Indeed, this is exactly why the Villiers Park Education Trust is launching a new programme, this September. The Future Leaders programme is explicitly designed to support disadvantaged young people in thinking deeply about their purpose and values, and how these values can inform their ideas about the future they want. We can then give them the resources they need to create and follow detailed roadmaps of the steps they need to achieve their ambitions, whether these are to go straight into employment, apprenticeships, further or higher education, or to become effective activists or agents for social change and make the world a better place.

Sometimes additional scaffolding and support are required if disadvantaged young people are to make the most of their “talents and hard work” and catch up with their more advantaged peers – for whom the pathway is already worn smooth, and any barriers removed in advance by their access to resources, social networks, familial advice and guidance and years of expensive educational preparation.

Meritocracy

Concealed within Donelan and Williamson’s apparent enthusiasm for a more egalitarian post-16 educational landscape is a subtle sidestep away from mass higher education and a gradual sidle towards a more elite system in which an uninterrogated meritocracy is turned against the very young people who stand most to benefit from higher education. Whether intentionally or not, Michelle Donelan’s recent suggestion that ‘doesn’t matter about looking at which groups don’t get to university, and that it is more important to focus on the ‘best interests’ of individual students would result in a cloaking of this structural shift.
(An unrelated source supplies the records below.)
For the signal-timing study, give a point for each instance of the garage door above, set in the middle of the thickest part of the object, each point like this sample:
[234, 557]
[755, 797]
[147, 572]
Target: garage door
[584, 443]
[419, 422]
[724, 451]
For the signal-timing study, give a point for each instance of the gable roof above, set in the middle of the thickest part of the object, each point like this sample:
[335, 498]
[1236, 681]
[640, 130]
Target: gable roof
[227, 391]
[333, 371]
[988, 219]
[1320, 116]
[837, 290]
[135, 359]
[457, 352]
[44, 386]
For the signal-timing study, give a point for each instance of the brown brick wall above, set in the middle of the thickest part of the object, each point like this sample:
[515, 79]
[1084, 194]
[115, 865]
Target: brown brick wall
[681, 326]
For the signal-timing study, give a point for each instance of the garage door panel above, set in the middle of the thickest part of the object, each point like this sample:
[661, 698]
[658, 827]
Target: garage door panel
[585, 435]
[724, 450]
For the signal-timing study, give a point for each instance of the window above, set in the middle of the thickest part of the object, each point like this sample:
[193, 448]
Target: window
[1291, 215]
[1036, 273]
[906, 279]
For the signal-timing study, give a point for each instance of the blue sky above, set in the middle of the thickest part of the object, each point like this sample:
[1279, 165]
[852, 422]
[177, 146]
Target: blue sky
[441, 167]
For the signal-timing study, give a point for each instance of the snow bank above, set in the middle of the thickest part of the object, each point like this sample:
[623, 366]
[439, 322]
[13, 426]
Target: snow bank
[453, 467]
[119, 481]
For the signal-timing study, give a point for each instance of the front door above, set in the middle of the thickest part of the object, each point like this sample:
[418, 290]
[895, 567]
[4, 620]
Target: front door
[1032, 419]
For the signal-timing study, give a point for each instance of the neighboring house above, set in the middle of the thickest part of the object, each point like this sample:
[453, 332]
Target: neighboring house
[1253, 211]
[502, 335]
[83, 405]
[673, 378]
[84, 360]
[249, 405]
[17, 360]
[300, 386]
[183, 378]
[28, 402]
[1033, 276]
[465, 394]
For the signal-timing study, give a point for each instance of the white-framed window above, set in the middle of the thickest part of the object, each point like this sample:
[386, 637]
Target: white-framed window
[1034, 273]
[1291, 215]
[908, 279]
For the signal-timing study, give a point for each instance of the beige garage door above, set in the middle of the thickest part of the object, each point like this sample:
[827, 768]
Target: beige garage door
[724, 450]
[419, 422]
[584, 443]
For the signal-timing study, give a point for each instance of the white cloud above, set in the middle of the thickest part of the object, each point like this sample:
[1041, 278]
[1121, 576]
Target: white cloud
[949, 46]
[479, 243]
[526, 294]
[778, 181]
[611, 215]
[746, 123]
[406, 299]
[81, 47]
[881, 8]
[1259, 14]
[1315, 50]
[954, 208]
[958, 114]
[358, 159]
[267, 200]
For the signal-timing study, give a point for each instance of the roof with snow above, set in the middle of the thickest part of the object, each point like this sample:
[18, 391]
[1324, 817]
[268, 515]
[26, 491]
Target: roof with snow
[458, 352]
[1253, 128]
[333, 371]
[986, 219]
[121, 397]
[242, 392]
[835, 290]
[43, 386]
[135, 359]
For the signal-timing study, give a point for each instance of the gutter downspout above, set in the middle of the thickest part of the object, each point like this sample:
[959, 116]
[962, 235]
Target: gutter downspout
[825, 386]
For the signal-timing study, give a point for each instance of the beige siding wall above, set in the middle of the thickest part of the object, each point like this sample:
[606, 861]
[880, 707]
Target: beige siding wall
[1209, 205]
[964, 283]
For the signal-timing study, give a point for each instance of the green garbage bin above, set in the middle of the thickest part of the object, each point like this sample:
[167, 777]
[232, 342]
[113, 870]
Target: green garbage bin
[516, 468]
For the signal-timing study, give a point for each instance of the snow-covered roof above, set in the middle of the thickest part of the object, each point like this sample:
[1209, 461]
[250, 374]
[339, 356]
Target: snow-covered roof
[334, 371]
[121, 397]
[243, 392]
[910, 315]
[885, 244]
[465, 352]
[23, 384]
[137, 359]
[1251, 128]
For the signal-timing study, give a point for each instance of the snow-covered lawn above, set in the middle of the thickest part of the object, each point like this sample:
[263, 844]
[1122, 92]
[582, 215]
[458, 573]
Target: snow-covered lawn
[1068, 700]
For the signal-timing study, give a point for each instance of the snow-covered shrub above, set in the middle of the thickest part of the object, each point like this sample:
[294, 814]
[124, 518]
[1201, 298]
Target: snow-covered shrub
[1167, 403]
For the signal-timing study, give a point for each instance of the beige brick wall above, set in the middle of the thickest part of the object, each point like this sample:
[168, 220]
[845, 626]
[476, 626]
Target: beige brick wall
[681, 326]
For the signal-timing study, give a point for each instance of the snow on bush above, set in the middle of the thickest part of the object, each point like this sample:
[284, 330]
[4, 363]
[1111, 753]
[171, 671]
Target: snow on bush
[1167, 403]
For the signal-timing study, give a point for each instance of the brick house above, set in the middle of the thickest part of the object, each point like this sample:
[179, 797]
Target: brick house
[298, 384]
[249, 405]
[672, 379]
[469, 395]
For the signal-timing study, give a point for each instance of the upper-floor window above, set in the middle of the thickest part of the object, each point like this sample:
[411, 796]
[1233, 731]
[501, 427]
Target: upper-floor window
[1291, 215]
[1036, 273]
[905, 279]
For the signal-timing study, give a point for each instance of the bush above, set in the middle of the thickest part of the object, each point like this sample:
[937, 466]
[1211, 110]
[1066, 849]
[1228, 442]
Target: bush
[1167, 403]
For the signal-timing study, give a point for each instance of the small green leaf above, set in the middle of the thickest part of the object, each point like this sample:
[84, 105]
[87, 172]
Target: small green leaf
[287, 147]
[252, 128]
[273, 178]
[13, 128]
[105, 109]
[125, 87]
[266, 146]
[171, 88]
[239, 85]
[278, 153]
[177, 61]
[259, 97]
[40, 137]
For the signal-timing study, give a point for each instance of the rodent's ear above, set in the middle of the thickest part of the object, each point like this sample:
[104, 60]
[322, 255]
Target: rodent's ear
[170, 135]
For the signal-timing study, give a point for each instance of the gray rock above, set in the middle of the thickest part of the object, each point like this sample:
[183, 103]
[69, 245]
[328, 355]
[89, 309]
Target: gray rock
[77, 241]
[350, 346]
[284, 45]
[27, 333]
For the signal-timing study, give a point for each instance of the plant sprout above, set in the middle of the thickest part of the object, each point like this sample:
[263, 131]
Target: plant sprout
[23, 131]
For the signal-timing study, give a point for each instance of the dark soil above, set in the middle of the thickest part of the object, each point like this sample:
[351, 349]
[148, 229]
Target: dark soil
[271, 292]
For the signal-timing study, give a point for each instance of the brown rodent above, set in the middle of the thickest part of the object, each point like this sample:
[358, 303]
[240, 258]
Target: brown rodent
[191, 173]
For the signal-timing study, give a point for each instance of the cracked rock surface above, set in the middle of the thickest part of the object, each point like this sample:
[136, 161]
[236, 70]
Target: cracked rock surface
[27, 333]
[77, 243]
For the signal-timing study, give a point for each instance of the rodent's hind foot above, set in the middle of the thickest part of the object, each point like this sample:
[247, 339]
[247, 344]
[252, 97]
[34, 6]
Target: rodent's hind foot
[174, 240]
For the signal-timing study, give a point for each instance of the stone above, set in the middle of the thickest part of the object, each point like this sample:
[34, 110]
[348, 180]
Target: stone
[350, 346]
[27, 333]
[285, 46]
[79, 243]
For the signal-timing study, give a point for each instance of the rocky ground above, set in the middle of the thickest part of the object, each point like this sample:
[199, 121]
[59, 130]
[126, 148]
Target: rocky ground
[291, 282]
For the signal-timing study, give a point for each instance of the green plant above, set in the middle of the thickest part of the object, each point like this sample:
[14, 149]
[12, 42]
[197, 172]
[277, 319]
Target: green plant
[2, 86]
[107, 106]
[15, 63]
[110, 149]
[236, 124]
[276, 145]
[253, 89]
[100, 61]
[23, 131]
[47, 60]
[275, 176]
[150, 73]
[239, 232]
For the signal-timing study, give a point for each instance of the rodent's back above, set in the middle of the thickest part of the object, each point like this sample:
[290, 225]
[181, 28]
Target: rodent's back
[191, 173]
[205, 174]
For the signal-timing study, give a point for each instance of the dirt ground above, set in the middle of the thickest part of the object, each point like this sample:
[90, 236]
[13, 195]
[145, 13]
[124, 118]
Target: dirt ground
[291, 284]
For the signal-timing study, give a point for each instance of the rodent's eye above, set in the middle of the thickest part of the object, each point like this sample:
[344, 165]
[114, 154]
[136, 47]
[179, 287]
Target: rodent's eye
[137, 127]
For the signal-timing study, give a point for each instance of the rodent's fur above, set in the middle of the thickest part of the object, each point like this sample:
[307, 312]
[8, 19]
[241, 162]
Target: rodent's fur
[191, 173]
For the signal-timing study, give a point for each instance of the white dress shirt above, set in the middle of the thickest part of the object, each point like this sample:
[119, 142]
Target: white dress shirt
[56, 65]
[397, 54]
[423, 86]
Admittedly, there are many dangers in pursuing a data-led approach to achieving fair access (for example data determinism, introducing perverse incentives, the use of inappropriate proxy measure) however, this suggestion that we should deliberately not attempt to map and understand inequalities in HE appears to draw on a parallel logic to Donald Trump’s suggestion that the US was seeing more virus cases simply because it was doing too much testing.

Time for integration

Not measuring social mobility doesn’t mean that you’ve somehow solved it. It might mean, however, that social immobility becomes less obvious and policy makers less accountable.

So; a yes, absolutely, to the idea of complete parity and equivalence between the different post-16 routes available to young people and to the principle that young people themselves are best placed to determine what works best for them. But let’s not let these positive steps serve as cover for a policy leading ultimately to the reduction of choices and opportunities for disadvantaged young people and the return of an elite HE system that serves merely to reinforce and entrench existing social immobility.

From this perspective, “true’”social mobility may merely replace one false form of social mobility with another. Rather than invoking a series of false oppositions that play off one set of post-16 options against another, maybe now is the time to seize the policy momentum and properly consider the whole post-16 landscape in the round.